Cientistas recriam hemoglobina de mamute

Por Marco Túlio Pires
Graças a um gene de 43.000 anos, pesquisadores de universidades do Canadá e da Austrália descobriram como os mamutes se adaptavam às temperaturas abaixo de zero na Sibéria e América do Norte pré-históricas. O gene, que codifica a proteína responsável pelo transporte de oxigênio em mamíferos (hemoglobina), foi inserido em bactérias Escherichia coli (E. coli). Em laboratório, essas bactérias são utilizadas para sintetizar proteínas humanas, como a insulina. A descoberta revelou que o gene permitia aos animais manterem seus tecidos oxigenados, mesmo a temperaturas muito baixas. “É como se voltássemos 40.000 anos no tempo e retirássemos uma amostra de sangue de um mamute vivo”, diz Kevin Campbell, biólogo da Universidade de Manitoba, no Canadá. O artigo foi publicado neste domingo no site da Nature.

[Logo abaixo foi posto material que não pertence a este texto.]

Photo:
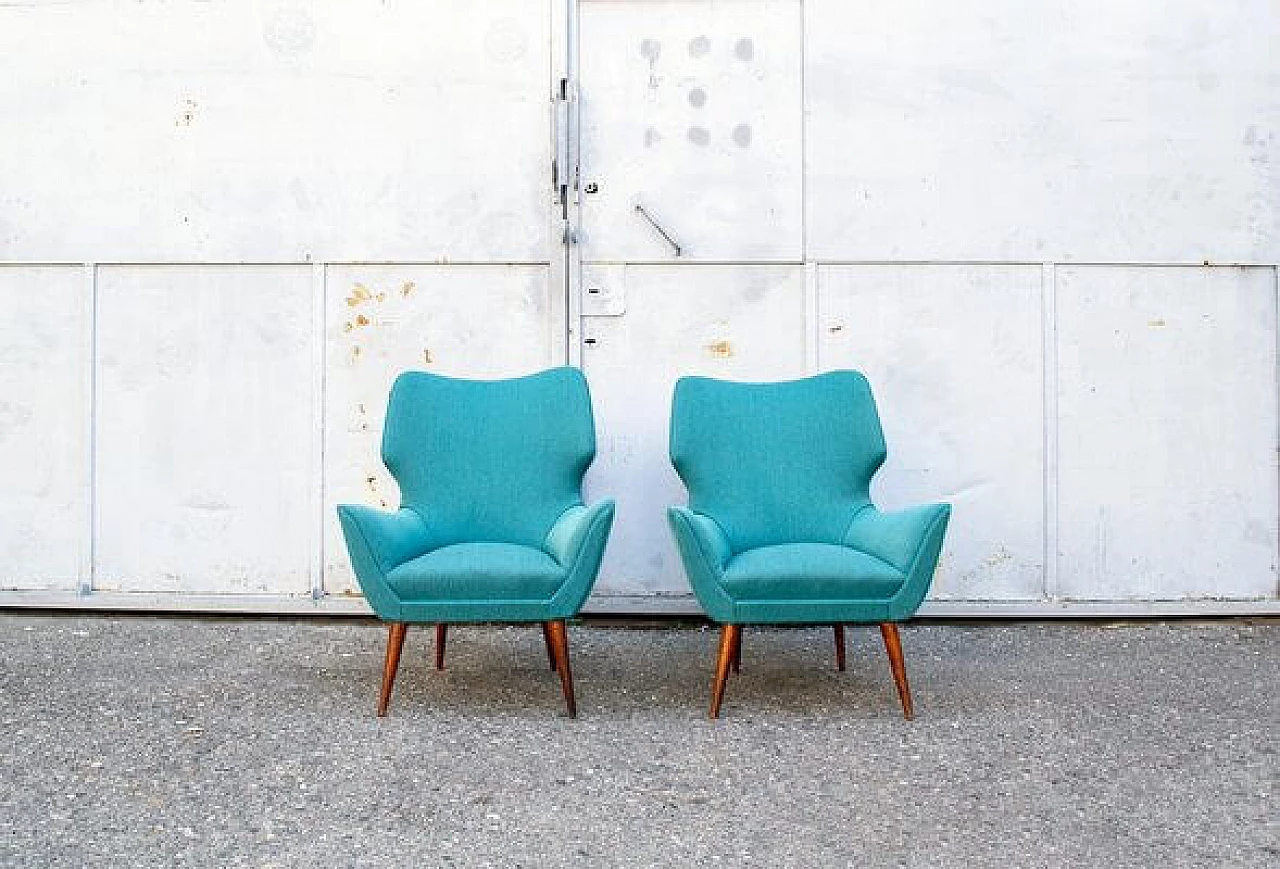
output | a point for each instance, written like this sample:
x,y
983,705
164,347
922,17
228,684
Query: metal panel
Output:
x,y
744,323
478,321
242,131
1168,433
44,428
691,110
204,429
1061,129
954,355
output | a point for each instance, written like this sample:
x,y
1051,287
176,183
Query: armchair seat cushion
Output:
x,y
478,571
810,571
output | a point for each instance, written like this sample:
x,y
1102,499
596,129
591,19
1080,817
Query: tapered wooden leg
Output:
x,y
894,646
551,652
560,654
440,634
730,637
394,643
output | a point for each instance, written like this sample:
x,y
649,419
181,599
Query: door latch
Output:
x,y
644,213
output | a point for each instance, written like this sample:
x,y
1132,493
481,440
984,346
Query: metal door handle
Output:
x,y
662,232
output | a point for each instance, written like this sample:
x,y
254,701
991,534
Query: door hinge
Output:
x,y
561,170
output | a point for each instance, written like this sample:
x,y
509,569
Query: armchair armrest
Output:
x,y
577,543
568,536
705,550
383,540
899,538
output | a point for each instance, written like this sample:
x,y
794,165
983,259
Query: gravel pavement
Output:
x,y
156,741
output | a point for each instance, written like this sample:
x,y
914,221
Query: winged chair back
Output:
x,y
778,462
497,461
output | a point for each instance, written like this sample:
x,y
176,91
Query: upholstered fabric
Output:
x,y
810,570
780,526
478,571
492,525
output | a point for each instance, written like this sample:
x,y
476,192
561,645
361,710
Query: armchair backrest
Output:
x,y
489,460
777,462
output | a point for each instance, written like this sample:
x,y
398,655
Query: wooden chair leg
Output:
x,y
440,634
547,641
394,644
730,637
560,650
894,646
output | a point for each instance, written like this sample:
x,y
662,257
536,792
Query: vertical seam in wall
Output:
x,y
813,328
572,214
88,559
1048,319
557,264
804,138
319,341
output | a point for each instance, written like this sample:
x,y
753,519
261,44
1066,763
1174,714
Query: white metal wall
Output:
x,y
1047,232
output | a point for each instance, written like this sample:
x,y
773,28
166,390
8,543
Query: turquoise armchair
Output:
x,y
492,525
780,526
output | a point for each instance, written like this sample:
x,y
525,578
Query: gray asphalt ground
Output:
x,y
252,742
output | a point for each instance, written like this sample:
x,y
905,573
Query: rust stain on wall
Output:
x,y
721,350
359,296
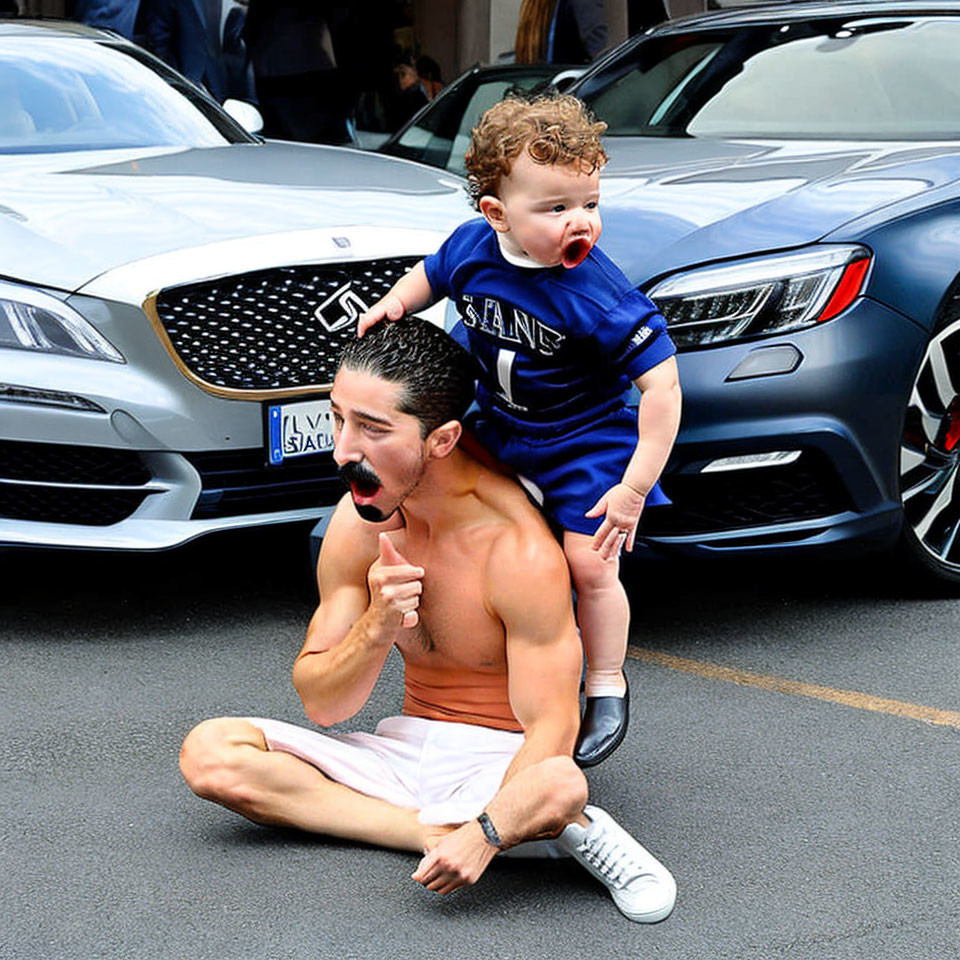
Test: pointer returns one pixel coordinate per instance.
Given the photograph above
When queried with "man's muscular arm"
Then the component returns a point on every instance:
(530, 592)
(368, 594)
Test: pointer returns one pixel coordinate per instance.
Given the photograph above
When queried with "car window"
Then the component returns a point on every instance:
(62, 93)
(878, 78)
(442, 133)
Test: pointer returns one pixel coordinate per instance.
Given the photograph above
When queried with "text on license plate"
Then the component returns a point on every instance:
(298, 429)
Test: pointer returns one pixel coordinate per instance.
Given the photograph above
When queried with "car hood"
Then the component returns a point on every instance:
(669, 204)
(68, 218)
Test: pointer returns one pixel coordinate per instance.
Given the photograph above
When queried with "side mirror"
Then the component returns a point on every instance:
(246, 114)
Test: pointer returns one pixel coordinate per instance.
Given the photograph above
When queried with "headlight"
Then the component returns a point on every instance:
(31, 320)
(756, 297)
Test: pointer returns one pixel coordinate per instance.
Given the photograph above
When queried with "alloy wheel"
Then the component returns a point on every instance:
(930, 458)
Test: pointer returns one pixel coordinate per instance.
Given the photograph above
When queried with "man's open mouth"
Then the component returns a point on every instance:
(364, 492)
(575, 252)
(363, 482)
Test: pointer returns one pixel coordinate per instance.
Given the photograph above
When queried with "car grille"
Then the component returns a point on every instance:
(276, 329)
(25, 467)
(239, 482)
(62, 463)
(97, 508)
(731, 500)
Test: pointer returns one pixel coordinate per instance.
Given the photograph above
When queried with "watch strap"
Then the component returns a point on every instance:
(489, 831)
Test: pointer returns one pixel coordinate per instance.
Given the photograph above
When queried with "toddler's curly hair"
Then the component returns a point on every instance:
(552, 129)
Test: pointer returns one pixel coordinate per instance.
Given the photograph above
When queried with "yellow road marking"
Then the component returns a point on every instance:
(849, 698)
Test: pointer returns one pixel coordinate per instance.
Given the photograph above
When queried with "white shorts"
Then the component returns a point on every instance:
(448, 772)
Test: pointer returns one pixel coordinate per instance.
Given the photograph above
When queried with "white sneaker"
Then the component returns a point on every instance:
(642, 887)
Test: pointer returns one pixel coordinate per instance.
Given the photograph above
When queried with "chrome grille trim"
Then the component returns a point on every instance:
(273, 332)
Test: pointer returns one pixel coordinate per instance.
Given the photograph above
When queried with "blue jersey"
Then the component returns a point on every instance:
(556, 347)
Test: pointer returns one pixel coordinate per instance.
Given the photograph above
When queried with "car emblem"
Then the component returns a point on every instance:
(340, 310)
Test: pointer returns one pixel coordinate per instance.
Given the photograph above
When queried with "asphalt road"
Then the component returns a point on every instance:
(797, 827)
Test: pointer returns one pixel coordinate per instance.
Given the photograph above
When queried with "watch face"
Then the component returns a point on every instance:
(489, 831)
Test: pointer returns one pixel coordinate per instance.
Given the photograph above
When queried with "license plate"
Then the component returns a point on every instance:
(298, 429)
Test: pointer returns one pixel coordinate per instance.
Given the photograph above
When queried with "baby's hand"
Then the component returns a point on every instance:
(622, 506)
(389, 307)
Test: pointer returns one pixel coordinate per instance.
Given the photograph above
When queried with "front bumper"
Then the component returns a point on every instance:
(841, 409)
(144, 456)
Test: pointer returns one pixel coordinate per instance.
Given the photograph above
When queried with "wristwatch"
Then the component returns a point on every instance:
(490, 831)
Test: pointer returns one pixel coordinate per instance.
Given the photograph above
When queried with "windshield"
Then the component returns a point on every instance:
(441, 133)
(864, 79)
(63, 93)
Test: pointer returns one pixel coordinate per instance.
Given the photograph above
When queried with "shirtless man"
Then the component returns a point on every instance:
(444, 558)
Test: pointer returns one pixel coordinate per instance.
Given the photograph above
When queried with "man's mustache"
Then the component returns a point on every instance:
(360, 474)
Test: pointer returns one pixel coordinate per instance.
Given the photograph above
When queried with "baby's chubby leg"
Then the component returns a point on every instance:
(603, 615)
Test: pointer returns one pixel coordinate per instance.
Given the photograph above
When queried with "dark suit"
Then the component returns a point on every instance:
(117, 15)
(182, 33)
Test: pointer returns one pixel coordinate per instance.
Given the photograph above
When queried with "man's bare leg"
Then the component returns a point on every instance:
(226, 760)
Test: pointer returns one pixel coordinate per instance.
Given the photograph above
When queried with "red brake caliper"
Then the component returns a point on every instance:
(953, 431)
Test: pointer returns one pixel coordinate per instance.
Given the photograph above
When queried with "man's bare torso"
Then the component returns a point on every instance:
(455, 659)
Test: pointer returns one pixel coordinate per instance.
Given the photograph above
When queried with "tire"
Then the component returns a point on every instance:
(930, 459)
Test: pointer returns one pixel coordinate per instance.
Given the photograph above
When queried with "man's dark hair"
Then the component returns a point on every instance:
(436, 373)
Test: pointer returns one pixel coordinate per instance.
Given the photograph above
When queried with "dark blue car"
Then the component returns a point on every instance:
(785, 183)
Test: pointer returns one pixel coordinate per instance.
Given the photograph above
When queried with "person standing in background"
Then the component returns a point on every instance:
(186, 34)
(300, 89)
(561, 31)
(120, 16)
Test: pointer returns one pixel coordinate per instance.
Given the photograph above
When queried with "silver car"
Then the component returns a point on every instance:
(173, 296)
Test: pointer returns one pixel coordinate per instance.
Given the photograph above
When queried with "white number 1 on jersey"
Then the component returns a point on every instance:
(505, 360)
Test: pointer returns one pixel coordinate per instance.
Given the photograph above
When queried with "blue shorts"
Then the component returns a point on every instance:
(568, 471)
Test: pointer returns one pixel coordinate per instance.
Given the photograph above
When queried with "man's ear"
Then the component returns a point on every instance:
(494, 212)
(443, 439)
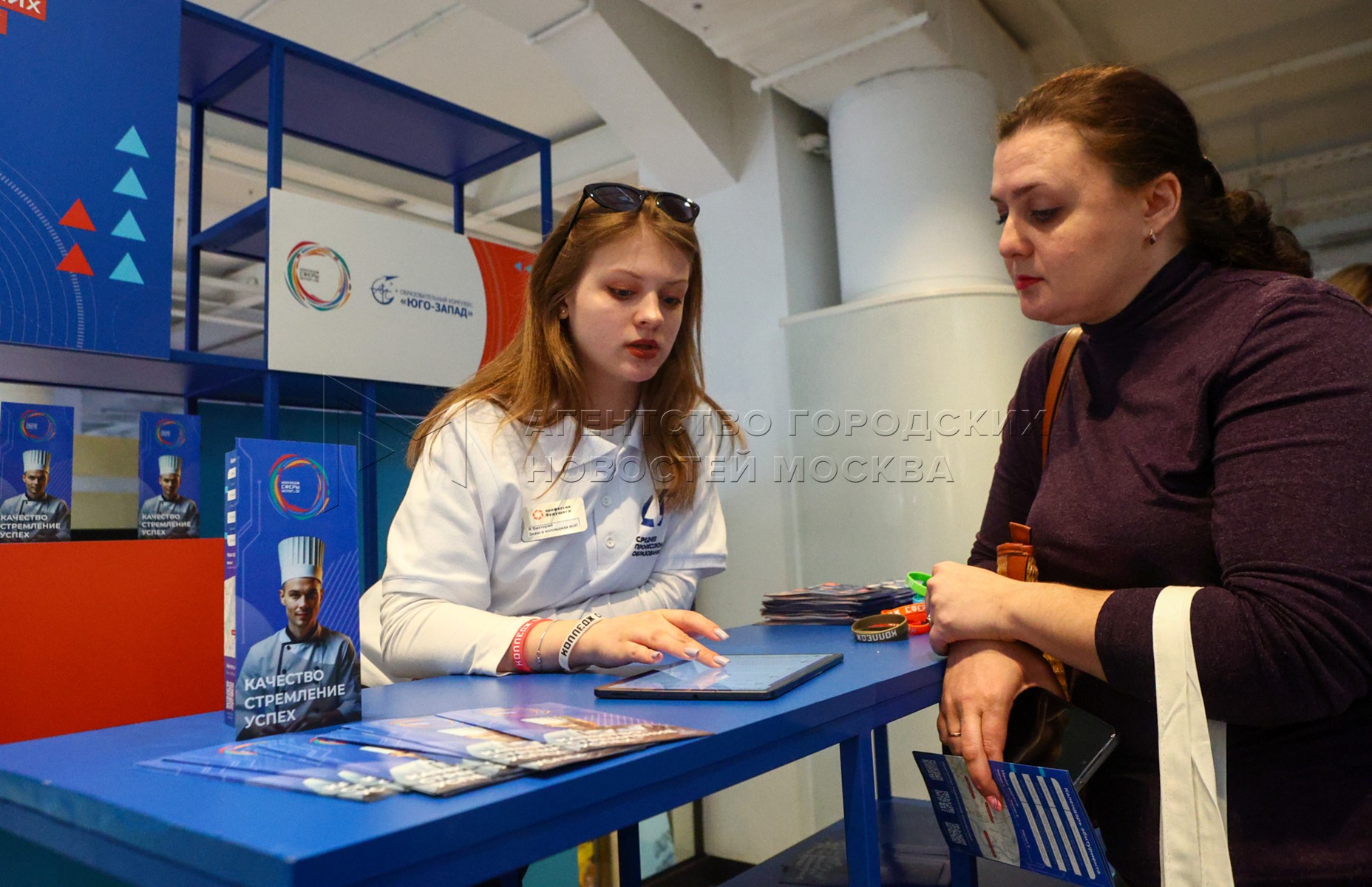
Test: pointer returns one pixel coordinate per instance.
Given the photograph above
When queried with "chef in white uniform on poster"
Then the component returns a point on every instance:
(35, 516)
(304, 676)
(169, 514)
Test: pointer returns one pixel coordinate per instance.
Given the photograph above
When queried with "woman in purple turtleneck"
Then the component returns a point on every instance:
(1216, 431)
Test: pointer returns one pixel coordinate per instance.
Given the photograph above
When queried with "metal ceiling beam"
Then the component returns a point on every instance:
(1338, 54)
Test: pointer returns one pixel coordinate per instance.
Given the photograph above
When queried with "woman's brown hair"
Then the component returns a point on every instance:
(1141, 129)
(537, 378)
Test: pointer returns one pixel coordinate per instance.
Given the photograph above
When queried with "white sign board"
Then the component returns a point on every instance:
(362, 295)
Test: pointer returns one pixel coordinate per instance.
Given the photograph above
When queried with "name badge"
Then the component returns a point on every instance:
(548, 520)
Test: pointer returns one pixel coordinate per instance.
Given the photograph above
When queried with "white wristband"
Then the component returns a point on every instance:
(564, 656)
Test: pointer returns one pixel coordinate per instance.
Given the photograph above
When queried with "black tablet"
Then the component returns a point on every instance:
(745, 678)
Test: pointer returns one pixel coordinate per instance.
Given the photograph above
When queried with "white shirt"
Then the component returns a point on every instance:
(460, 579)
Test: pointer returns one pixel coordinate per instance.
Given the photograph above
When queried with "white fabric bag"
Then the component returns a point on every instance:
(1191, 755)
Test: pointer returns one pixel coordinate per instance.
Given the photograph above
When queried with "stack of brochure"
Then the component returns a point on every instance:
(435, 755)
(833, 604)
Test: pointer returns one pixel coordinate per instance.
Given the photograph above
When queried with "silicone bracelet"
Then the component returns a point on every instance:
(538, 650)
(881, 627)
(564, 656)
(517, 646)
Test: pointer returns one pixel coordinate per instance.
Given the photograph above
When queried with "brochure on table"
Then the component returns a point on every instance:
(1045, 829)
(169, 476)
(291, 587)
(35, 472)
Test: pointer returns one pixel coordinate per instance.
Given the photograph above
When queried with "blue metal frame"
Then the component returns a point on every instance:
(232, 234)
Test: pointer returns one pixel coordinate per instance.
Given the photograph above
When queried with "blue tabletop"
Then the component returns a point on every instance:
(243, 834)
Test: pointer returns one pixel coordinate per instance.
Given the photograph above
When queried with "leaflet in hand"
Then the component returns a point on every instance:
(1043, 829)
(434, 734)
(408, 769)
(572, 728)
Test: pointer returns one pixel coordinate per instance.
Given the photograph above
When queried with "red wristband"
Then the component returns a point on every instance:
(517, 646)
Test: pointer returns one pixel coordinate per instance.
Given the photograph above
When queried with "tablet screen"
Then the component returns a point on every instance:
(744, 673)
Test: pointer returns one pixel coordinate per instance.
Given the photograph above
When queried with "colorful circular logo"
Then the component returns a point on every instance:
(299, 487)
(38, 425)
(317, 276)
(169, 432)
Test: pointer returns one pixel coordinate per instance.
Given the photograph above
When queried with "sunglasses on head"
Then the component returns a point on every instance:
(618, 198)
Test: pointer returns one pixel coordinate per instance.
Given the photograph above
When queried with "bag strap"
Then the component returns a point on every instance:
(1059, 373)
(1191, 755)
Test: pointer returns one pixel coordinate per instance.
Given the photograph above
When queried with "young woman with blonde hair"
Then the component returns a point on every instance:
(559, 513)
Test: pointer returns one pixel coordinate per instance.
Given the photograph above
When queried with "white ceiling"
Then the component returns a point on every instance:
(1314, 117)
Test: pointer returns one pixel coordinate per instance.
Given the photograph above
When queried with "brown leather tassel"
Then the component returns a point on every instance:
(1014, 560)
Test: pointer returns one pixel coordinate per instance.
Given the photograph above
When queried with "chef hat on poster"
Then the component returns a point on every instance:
(301, 557)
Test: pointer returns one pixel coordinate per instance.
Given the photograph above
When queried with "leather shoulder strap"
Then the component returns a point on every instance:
(1059, 373)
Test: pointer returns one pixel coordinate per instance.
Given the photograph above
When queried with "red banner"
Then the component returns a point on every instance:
(33, 9)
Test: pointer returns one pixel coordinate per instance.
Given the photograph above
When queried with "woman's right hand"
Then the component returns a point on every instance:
(981, 682)
(645, 638)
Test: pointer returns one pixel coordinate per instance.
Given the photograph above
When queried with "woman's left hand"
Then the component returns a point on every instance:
(968, 604)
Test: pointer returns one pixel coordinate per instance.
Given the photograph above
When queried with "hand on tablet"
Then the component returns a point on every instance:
(647, 636)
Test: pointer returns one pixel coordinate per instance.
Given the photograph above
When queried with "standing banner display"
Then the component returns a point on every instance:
(88, 173)
(365, 295)
(169, 476)
(36, 472)
(291, 587)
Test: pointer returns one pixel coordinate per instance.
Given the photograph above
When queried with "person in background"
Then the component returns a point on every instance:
(1356, 280)
(559, 513)
(1215, 429)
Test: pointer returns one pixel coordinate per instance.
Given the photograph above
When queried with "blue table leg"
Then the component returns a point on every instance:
(630, 867)
(962, 867)
(881, 746)
(860, 811)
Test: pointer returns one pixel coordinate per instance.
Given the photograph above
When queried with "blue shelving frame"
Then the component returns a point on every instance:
(248, 75)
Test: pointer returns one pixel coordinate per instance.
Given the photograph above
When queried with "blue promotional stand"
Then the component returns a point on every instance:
(240, 72)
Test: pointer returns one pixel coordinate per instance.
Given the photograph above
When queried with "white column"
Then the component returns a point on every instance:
(911, 160)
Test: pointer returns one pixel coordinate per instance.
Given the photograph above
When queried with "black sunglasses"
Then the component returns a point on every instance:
(618, 198)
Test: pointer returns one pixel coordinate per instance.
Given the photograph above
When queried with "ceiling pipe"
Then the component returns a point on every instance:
(405, 36)
(1261, 75)
(825, 58)
(560, 25)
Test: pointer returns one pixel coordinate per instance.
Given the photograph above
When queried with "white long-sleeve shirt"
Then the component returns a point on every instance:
(463, 575)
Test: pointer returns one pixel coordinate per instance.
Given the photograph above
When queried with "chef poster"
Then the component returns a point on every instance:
(293, 571)
(169, 476)
(35, 472)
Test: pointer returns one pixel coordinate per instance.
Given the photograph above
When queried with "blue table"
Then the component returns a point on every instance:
(83, 797)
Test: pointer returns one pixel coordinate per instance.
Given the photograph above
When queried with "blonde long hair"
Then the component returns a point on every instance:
(537, 378)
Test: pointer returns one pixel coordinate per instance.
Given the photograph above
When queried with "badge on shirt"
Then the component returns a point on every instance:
(548, 520)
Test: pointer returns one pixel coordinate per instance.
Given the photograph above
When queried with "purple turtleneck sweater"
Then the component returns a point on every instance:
(1218, 432)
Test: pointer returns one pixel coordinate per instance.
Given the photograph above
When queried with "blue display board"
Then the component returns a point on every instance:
(88, 174)
(293, 585)
(36, 472)
(169, 476)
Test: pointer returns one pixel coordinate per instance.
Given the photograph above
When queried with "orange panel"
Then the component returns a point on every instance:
(99, 633)
(505, 274)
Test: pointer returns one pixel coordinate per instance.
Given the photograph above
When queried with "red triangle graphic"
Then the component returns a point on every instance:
(77, 217)
(76, 262)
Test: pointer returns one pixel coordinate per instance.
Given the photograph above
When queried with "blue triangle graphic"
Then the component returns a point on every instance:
(131, 187)
(132, 144)
(128, 228)
(126, 272)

O estudo da equipe de Campbell partiu do DNA obtido de ossos de mamute preservados nas geleiras da Sibéria. O pesquisador trabalhou com o especialista em DNA Alan Cooper, da Universidade de Adelaide, na Austrália, para isolar o gene do mamute responsável pela hemoglobina. Utilizando um processo já conhecido para sintetizar proteínas, Campbell e sua equipe conectaram o gene isolado à bactéria E. coli. O cientista diz que a proteína obtida com a técnica é idêntica as que teriam sido produzidas pelas células do animal, há mais de 40.000 anos.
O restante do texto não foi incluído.